We apply the same pattern to userAtom so that the user detail page also refreshes when the user switches back to the tab.

atoms/user.ts
22 collapsed lines
import { Duration, Effect } from "effect";
import { Atom, Reactivity } from "effect/unstable/reactivity";
import { atomRuntime } from "@/atom-runtime";
import { type AddUserFormValues } from "@/schema/user-schema";
import { UserService } from "@/services/user-service";
const baseUsersAtom = atomRuntime
.atom(() =>
Effect.gen(function* () {
const userService = yield* UserService;
return yield* userService.getUsers();
}),
)
.pipe(Atom.setIdleTTL(Duration.hours(1)), Atom.withReactivity(["users"]));
// ============ Users Atom ============
export const usersAtom = (
typeof window !== "undefined"
? Atom.refreshOnWindowFocus(baseUsersAtom)
: baseUsersAtom
).pipe(Atom.setIdleTTL(Duration.hours(1)), Atom.withReactivity(["users"]));
// ============ User Atom ============
export const userAtom = Atom.family((id: string) => {
const base = atomRuntime
.atom(
Effect.gen(function* () {
const userService = yield* UserService;
return yield* userService.getUser(id);
}),
)
.pipe(Atom.setIdleTTL(Duration.hours(1)));
return typeof window !== "undefined" ? Atom.refreshOnWindowFocus(base) : base;
});
23 collapsed lines
// ============ Delete User Atom ============
export const deleteUserAtom = atomRuntime.fn(
Effect.fnUntraced(function* (userId: string) {
const userService = yield* UserService;
yield* userService.deleteUser(userId);
}),
{ reactivityKeys: ["users"] },
);
// ============ Add User Atom ============
export const addUserAtom = atomRuntime.fn<AddUserFormValues>()(
Effect.fnUntraced(function* (user) {
const userService = yield* UserService;
return yield* userService.addUser(user);
}),
);
// ============ Invalidate Users Atom ============
export const invalidateUsersAtom = atomRuntime.fn()(
Effect.fnUntraced(function* () {
yield* Reactivity.invalidate(["users"]);
}),
);

The conditional wrapping happens inside Atom.family, so each user’s Atom instance gets the window focus behavior individually.

Testing Window Focus Refresh

To see this in action:

  • Go to the home page and wait for the users to load
  • Open and move to another browser tab
  • Come back to your app’s tab

Now, open the Network tab open in your browser’s dev tools, and you’ll see a new request fire to the /users endpoint. The data is being refetched in the background.
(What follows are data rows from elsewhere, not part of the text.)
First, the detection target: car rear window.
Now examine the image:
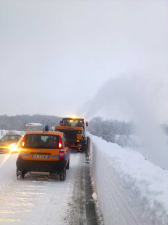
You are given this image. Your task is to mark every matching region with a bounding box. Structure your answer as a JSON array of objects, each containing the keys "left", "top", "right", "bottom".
[{"left": 24, "top": 134, "right": 59, "bottom": 149}]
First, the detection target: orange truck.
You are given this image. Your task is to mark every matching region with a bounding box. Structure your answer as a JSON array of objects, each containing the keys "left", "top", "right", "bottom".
[{"left": 55, "top": 117, "right": 88, "bottom": 152}]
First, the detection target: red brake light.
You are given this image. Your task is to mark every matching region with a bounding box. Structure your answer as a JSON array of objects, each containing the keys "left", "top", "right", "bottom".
[
  {"left": 22, "top": 135, "right": 26, "bottom": 148},
  {"left": 58, "top": 136, "right": 62, "bottom": 149},
  {"left": 59, "top": 136, "right": 64, "bottom": 159}
]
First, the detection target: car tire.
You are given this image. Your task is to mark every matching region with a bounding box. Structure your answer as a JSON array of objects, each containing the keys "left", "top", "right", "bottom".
[
  {"left": 66, "top": 157, "right": 70, "bottom": 170},
  {"left": 16, "top": 169, "right": 26, "bottom": 179},
  {"left": 60, "top": 167, "right": 66, "bottom": 181}
]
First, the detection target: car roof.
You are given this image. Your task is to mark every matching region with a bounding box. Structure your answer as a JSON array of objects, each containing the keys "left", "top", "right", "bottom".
[
  {"left": 25, "top": 131, "right": 64, "bottom": 137},
  {"left": 4, "top": 134, "right": 21, "bottom": 137},
  {"left": 62, "top": 117, "right": 84, "bottom": 120}
]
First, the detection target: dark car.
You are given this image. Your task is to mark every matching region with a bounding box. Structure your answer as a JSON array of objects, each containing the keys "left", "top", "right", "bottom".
[{"left": 0, "top": 134, "right": 22, "bottom": 153}]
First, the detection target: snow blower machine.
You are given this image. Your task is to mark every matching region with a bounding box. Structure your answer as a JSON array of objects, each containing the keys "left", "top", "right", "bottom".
[{"left": 55, "top": 117, "right": 88, "bottom": 152}]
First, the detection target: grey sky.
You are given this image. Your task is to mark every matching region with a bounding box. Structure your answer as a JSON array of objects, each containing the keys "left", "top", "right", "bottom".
[{"left": 0, "top": 0, "right": 168, "bottom": 116}]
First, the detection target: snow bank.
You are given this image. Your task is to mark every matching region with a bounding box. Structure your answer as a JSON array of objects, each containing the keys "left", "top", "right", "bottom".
[{"left": 89, "top": 135, "right": 168, "bottom": 225}]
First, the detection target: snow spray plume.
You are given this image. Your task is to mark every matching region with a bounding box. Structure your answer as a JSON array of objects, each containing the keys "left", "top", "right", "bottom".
[{"left": 86, "top": 77, "right": 168, "bottom": 169}]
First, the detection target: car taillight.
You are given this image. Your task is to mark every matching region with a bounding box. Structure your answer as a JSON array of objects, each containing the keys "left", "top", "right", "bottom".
[
  {"left": 59, "top": 136, "right": 62, "bottom": 149},
  {"left": 22, "top": 136, "right": 26, "bottom": 148},
  {"left": 60, "top": 149, "right": 64, "bottom": 159}
]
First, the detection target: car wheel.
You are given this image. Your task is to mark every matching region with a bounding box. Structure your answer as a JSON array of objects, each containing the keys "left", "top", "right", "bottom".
[
  {"left": 66, "top": 157, "right": 70, "bottom": 170},
  {"left": 60, "top": 167, "right": 66, "bottom": 181},
  {"left": 16, "top": 169, "right": 26, "bottom": 179}
]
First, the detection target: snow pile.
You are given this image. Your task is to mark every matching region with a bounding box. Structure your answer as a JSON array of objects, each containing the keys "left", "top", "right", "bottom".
[{"left": 89, "top": 135, "right": 168, "bottom": 225}]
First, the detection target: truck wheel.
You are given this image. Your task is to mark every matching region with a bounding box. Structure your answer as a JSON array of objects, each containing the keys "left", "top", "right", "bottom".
[
  {"left": 66, "top": 157, "right": 70, "bottom": 170},
  {"left": 60, "top": 167, "right": 66, "bottom": 181}
]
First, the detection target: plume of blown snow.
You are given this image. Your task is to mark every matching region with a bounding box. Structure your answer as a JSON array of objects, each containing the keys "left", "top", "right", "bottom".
[{"left": 86, "top": 77, "right": 168, "bottom": 169}]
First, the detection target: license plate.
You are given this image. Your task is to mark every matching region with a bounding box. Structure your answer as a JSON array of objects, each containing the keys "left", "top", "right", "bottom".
[{"left": 33, "top": 155, "right": 49, "bottom": 159}]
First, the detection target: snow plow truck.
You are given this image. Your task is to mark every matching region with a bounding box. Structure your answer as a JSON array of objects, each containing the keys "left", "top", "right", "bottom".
[{"left": 55, "top": 117, "right": 88, "bottom": 152}]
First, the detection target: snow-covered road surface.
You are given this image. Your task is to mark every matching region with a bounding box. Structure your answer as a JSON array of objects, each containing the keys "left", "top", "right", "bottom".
[{"left": 0, "top": 152, "right": 86, "bottom": 225}]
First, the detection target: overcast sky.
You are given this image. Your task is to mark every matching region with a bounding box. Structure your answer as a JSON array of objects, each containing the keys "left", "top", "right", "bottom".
[{"left": 0, "top": 0, "right": 168, "bottom": 119}]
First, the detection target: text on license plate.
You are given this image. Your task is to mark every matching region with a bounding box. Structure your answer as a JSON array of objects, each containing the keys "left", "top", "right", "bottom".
[{"left": 33, "top": 155, "right": 49, "bottom": 159}]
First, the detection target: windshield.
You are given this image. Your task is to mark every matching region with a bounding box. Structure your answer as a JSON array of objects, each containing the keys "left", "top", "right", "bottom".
[
  {"left": 63, "top": 119, "right": 84, "bottom": 127},
  {"left": 25, "top": 134, "right": 59, "bottom": 149}
]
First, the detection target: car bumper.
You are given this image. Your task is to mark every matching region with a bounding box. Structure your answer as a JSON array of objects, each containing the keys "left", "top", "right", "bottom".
[{"left": 16, "top": 158, "right": 67, "bottom": 173}]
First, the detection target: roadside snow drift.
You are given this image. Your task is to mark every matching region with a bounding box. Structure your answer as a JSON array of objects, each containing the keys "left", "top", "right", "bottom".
[{"left": 89, "top": 135, "right": 168, "bottom": 225}]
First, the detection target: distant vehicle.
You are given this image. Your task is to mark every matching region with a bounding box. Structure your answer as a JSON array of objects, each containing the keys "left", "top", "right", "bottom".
[
  {"left": 16, "top": 130, "right": 70, "bottom": 181},
  {"left": 0, "top": 134, "right": 22, "bottom": 153},
  {"left": 55, "top": 117, "right": 88, "bottom": 152}
]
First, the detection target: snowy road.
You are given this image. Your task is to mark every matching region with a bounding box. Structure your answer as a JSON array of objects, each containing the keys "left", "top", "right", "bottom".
[{"left": 0, "top": 152, "right": 86, "bottom": 225}]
But from the user’s perspective, there’s no indication that a refresh is happening. The page looks exactly the same during the refetch. For a better experience, we should provide a visual cue — like dimming the existing content — so users know fresh data is on its way. In the next chapter, we’ll learn how to use the waiting flag that Effect Atom provides for this purpose.